Awesome, that is a great help. The website that I am browsing specifies an 'ATX Version' - either 1.3, 2.0, 2.03 or 2.2. Do I need to know anything about this? I do not know which one I have (I suspect it will be the oldest/cheapest).

Thanks for the info about the 20+4 pin.


----------



## win2kpro (Jul 19, 2005)

ATX ver. 2.2 is the latest revision.

Here are the specs for ver. 2.2

http://www.formfactors.org/developer/specs/ATX12V_PSDG_2_2_public_br2.pdf


----------



## win2kpro (Jul 19, 2005)

If you like ThermalTake (which are excellent power supply's) here is one that should serve you well. Plenty of power, reasonable price, and any connector you should need. Also 3 year warranty.

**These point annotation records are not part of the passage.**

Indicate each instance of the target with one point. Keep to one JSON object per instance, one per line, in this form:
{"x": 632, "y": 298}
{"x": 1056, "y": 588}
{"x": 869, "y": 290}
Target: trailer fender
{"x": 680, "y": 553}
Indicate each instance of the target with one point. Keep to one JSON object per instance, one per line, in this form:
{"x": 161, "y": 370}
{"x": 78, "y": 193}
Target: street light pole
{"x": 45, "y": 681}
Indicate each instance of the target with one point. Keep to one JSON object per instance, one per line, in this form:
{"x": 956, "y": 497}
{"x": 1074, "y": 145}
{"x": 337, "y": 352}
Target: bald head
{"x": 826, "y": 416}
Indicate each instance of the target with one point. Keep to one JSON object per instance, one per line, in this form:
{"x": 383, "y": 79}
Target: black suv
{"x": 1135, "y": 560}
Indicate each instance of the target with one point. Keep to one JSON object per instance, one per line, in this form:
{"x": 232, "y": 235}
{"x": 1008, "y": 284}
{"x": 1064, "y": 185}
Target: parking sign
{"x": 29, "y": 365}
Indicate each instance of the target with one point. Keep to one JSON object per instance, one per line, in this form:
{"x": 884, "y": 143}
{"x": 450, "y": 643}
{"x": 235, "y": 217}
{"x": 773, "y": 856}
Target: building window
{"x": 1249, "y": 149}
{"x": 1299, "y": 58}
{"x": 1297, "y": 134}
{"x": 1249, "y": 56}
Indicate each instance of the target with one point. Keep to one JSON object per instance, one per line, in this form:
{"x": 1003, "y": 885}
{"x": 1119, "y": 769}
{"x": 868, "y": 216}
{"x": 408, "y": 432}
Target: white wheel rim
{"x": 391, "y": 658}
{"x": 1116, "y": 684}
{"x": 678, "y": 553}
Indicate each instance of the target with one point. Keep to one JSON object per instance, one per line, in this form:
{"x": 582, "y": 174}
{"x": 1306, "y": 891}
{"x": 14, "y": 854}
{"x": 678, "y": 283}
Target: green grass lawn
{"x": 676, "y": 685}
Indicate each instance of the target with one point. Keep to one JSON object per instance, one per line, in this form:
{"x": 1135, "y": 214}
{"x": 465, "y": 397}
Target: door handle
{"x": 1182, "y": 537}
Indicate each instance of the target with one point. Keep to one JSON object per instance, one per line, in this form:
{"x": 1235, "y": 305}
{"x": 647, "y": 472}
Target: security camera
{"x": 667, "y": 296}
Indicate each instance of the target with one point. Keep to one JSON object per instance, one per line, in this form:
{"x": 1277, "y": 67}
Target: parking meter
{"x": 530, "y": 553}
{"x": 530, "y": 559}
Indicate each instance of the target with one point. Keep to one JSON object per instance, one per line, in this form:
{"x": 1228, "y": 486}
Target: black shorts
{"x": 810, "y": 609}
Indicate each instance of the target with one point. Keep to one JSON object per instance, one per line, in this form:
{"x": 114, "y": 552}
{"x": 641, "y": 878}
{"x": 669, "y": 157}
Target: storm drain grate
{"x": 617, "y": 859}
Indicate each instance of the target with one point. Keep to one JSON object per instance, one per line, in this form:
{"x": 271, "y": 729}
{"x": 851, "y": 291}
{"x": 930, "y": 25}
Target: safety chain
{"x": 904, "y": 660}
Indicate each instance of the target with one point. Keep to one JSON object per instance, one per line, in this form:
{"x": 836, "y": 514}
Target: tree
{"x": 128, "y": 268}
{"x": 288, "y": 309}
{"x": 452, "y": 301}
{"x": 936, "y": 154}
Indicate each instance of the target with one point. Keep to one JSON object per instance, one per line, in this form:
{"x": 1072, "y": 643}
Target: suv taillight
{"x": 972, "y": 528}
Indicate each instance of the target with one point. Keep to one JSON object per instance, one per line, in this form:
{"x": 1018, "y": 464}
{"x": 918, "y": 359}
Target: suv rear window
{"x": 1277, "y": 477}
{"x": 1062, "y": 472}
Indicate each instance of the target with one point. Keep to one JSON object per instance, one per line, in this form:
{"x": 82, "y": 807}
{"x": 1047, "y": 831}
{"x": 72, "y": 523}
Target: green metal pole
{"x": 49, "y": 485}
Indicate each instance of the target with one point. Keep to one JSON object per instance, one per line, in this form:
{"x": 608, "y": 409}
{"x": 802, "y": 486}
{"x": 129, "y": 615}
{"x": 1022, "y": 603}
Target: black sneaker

http://www.newegg.com/Product/Product.aspx?Item=N82E16817153033


----------



## pauljorgy (Apr 16, 2007)

Thanks for all the advice. I briefly read the ATX article from formfactors.org and understand the basic differences now.

Also, it is a reasonably cold morning here and my computer is running fine (with my friends PSU). The power button is working perfectly.

Now it is time to go shopping! I have found the PSU that you (win2kpro) have suggested at my online retailer here in NZ for $200NZ - which is on the high side of what I wanted to spend, however it should keep things future proof.

Thanks again, I am happy that this issue is resolved.

Well done to the team at TSG - keep up the good work.


----------